In 2010 he took his First Oath, became a member of Glenmary Home Missioner, and became Brother Levis. It was a major step on his vocation journey after several years of discernment and formation, during which he moved to a new continent and started a new life.
Since then, he has completed a one-year assignment at Glenmary's Waldron, Ark., mission and is currently studying nursing at the University of Cincinnati.
Levis was raised in a close-knit Catholic family and community in Kenya—a country where Catholicism is the largest religious denomination (33 percent of population). As an altar boy, he admired the dedicated Italian missionary priests who had left their native country to serve his parish.
For high school, Levis attended Catholic boarding school. "That's when I started thinking seriously about a religious vocation," he says. He eventually decided to join the Augustinian order. Although he completed his degree in philosophy at their seminary, he decided the lifestyle wasn't right for him. But during an Internet search, he found Glenmary's Web site and was intrigued: "Ministry to people who are forgotten is what God wants me to do," he says.
He was also drawn to the rural aspect of Glenmary's ministry; to the challenges of serving where Catholics are a minority and ministering to both Catholics and non-Catholics; and to the idea of going where he could focus on his vocation. "If I worked at home I'd have distractions. Here in the United States I can give the whole of me," he says. "And being a Catholic missioner from Kenya has two other advantages: I represent the universal Church. And I get people's attention, which gives me a chance to evangelize."
He discerned a vocation with Glenmary for two years while continuing to live in Kenya, spending one year as a volunteer chaplain at Nairobi's largest hospital, which serves the poor. "That work had a big impact on me and was a humbling experience. It's also one factor leading me to pursue health care ministry with Glenmary," he says.
After those years, he came to the United States and began his Glenmary formation with a one-year prenovitiate program in Hartford, Ky.
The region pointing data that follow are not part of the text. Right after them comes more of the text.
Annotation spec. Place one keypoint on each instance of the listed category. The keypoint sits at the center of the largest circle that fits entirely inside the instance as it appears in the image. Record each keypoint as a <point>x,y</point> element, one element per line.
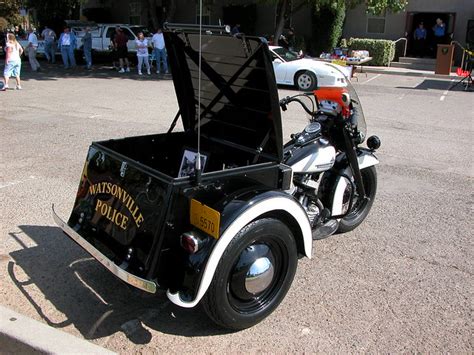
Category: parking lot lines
<point>446,91</point>
<point>368,80</point>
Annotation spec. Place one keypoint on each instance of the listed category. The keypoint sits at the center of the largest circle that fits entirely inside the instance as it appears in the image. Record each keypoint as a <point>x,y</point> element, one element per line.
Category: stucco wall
<point>356,19</point>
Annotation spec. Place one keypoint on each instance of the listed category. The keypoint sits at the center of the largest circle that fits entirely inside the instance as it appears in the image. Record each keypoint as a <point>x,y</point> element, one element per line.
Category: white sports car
<point>305,73</point>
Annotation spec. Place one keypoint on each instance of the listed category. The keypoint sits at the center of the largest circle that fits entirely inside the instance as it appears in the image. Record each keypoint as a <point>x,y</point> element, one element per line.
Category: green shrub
<point>382,51</point>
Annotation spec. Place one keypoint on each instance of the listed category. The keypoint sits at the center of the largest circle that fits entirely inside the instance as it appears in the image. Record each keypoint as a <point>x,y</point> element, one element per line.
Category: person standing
<point>49,48</point>
<point>420,40</point>
<point>122,51</point>
<point>32,47</point>
<point>13,52</point>
<point>87,47</point>
<point>158,42</point>
<point>66,44</point>
<point>142,53</point>
<point>439,31</point>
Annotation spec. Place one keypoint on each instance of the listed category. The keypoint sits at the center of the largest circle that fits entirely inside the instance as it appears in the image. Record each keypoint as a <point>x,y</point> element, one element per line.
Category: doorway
<point>429,20</point>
The program combined adjustment to a new culture, academics and some outreach ministry.
The next year—the first novitiate year—calls for students to focus primarily on solitary prayer and reflection, which Levis says "helped me slow down and pray about my vocation." He also enjoyed learning more about Glenmary and its founder.
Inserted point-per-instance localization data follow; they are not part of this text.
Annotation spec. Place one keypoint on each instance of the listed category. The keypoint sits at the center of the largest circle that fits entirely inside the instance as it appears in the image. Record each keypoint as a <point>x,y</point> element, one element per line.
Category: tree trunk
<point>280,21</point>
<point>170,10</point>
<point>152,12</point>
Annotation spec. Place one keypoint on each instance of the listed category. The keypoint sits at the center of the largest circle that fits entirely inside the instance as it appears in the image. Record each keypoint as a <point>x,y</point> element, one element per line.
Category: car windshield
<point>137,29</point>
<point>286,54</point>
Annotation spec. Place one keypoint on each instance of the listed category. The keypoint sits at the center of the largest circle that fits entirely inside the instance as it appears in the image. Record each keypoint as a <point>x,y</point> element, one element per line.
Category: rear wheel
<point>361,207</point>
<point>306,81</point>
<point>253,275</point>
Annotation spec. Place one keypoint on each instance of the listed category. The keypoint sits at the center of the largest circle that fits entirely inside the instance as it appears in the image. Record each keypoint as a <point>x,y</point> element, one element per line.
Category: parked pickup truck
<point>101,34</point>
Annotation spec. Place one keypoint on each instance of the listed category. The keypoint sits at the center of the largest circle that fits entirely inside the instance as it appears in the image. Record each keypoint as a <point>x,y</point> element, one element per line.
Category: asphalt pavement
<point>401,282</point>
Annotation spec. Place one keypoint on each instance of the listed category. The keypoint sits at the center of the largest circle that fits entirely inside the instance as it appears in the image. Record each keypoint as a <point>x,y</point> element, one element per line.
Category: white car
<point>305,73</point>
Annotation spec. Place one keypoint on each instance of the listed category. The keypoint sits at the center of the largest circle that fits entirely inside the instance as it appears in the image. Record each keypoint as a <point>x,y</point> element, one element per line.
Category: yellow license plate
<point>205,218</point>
Prior to his First Oath, Levis spent a second, very busy novitiate year at Glenmary's former mission in Idabel, Okla., with then pastor, Father Chet Artysiewicz. His ministry included visiting nursing home residents, working at a Native-American history museum, teaching CCD and coaching a soccer team.
An unexpected challenge arose when Father Chet needed surgery and asked Levis to lead the mission for five weeks. "It made me discover some gifts in myself," he says. He even led some Word and Communion services and gave homilies, some in Spanish that he wrote out and read, since he's not yet fluent in the language. "The tremendous support I received from parishioners strengthened my vocation. In some ways it was hard to leave, because they welcomed me and I became part of the Idabel family."
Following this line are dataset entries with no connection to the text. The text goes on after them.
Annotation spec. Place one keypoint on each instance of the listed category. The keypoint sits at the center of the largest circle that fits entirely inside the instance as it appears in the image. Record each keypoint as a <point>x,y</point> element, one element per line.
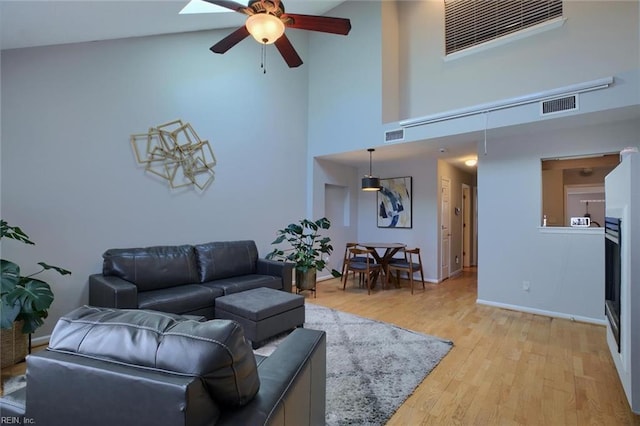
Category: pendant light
<point>370,182</point>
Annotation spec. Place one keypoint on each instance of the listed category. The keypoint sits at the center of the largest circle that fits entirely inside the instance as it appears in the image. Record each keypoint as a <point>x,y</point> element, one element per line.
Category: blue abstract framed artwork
<point>394,203</point>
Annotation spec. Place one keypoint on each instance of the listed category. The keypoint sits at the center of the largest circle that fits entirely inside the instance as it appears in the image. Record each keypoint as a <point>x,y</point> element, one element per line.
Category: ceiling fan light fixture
<point>265,28</point>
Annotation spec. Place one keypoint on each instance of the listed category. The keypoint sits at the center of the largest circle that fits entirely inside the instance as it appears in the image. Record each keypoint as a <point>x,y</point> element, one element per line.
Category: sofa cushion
<point>245,282</point>
<point>152,268</point>
<point>179,300</point>
<point>216,350</point>
<point>224,259</point>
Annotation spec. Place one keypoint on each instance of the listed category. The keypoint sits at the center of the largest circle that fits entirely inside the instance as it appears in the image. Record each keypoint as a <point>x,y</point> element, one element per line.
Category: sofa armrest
<point>112,292</point>
<point>67,389</point>
<point>277,268</point>
<point>293,383</point>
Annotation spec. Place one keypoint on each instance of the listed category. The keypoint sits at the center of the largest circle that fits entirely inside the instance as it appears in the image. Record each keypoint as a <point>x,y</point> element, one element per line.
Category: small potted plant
<point>24,299</point>
<point>309,251</point>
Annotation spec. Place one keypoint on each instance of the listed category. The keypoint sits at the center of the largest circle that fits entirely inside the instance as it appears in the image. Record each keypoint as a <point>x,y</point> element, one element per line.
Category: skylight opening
<point>200,6</point>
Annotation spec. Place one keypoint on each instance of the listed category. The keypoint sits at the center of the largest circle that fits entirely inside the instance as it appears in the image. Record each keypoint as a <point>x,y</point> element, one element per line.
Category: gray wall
<point>69,177</point>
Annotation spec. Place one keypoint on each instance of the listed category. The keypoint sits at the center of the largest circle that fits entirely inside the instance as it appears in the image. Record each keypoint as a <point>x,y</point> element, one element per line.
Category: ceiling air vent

After becoming a registered nurse, he hopes to work in a mission-area free clinic for the poor. "I could help people a lot," he says. He adds that he has received encouraging responses to his ideas.
Jesus' parable of the lost sheep often comes to Brother Levis' mind when he thinks about his future. "It always encourages me to seek to touch a heart, heal a soul or body, or bring a person to God," which is what he believes Glenmary's work is all about.